Showing posts with label danny kaye. Show all posts
Showing posts with label danny kaye. Show all posts

Thursday, March 28, 2019

The Kid from Brooklyn (1946)



Who's in it?: Danny Kaye (Up in Arms, Wonder Man, White Christmas), Virginia Mayo (The Princess and the Pirate, Wonder Man), Vera-Ellen (Wonder Man, White Christmas), and Steve Cochran (Wonder Man)

What's it about?: A milkman (Kaye) accidentally knocks out a professional boxer (Cochran) and is pressured by the fighter's manager into becoming a boxer himself.

How is it?: Easily my favorite of the three early Danny Kaye movies we've seen so far this year. In addition to Cochran, Vera-Ellen and Virginia Mayo are also both back from Wonder Man, playing Kaye's sister and girlfriend respectively. The movie's as funny as the previous two, but the music is better with even more focus on Vera-Ellen's amazing dancing.

There's also a nice character arc for Kaye's milkman and Cochran reminds me of Bobby Cannavale in all the best ways. And there's a great payoff gag at the end of the movie that made me want to rewatch the whole thing again right then.

Rating: Four out of five pugilistic pasteurized-product peddlers.

Thursday, February 28, 2019

Wonder Man (1945)



Who's in it?: Danny Kaye (White Christmas), Virginia Mayo (Captain Horatio Hornblower RN), and Vera-Ellen (also White Christmas)

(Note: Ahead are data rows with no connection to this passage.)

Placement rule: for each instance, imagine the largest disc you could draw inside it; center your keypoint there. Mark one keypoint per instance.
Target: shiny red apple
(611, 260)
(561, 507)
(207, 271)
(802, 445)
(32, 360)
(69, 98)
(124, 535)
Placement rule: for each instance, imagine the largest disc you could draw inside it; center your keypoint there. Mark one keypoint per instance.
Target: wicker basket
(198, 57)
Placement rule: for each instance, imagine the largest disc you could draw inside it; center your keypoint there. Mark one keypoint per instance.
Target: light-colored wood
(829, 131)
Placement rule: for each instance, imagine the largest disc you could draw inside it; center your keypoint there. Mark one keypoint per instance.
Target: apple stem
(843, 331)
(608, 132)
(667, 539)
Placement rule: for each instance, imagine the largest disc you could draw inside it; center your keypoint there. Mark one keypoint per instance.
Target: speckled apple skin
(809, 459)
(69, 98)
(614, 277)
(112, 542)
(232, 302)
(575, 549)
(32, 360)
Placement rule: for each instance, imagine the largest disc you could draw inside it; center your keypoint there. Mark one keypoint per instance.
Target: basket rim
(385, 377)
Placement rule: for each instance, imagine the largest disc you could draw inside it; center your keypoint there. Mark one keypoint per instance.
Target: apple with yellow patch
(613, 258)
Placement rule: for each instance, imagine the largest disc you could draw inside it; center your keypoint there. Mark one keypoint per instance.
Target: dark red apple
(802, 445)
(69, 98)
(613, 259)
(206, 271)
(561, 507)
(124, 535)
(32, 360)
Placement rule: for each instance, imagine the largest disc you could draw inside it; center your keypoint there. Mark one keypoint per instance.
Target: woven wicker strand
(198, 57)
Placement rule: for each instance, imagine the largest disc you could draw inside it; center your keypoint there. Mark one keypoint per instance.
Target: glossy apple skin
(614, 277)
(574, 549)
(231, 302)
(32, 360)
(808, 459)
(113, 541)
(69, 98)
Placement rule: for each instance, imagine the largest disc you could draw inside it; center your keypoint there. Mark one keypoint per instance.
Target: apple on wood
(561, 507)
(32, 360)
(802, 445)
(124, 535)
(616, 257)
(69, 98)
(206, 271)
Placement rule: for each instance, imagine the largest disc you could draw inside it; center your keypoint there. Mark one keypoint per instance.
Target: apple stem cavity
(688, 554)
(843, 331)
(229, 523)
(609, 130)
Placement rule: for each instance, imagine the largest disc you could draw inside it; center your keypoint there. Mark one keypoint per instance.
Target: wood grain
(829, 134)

What's it about?: When a nightclub comedian is murdered by the mob, his ghost teams up with his nerdy twin brother to bring the killers to justice.

How is it?: Danny Kaye's second movie was also the screen debut of Vera-Ellen, who teams up with him again in White Christmas. I'm going to need to watch through her filmography alongside Kaye's. She's amazing in White Christmas and her dancing is just as impressive in Wonder Man where she plays another nightclub performer who's dating Kaye's comedian character.

I like the story here much more than Up in Arms. Kaye is great in both of his roles, but he's especially funny as the hapless, introverted, totally uncomfortable bookworm who sees a ghost that nobody else can. Virgina Mayo plays the woman that the academic brother is interested in and she's great, too.

Rating: Four out of five wacky, but vengeful ghosts.

Thursday, February 21, 2019

Up in Arms (1944)



I miss doing these short movie reviews. And since I'm watching my way through a couple of filmographies this year, I thought it might be nice to document them instead of just briefly mentioning them in my Year End Wrap-Up next January.

Who's in it?: Danny Kaye (White Christmas), Dinah Shore (lots of '70s variety and sketch shows), Dana Andrews (Night of the Demon, Laura), and Constance Dowling (whom I didn't know before, but dang she's cute)

What's it about?: It's J Geils Band's "Love Stinks": The Movie. She loves him, but he loves her, but she loves somebody else. In the military.

How is it?: After enjoying Danny Kaye for years in annual viewings of White Christmas, I decided to finally look at some of his other films this year. This was his first starring role and it's a funny one, though not as hilarious as I expected.

Shore is in love with Kaye who's in love with Dowling who's in love with Andrews who (in a not so shocking twist) is actually in love with Dowling back. There's a lot of lead-up before the four of them join the army and are deployed to the South Pacific. The plot is extremely loose, really just something to hang some wacky hi-jinx and mediocre songs on, but it's easy to see why Kaye became a star. He and Shore (whose voice gets a lot of deserved attention) do some cool scat singing, which I enjoy. And it's always nice to see Dana Andrews.

Rating: Three out of five singing soldiers.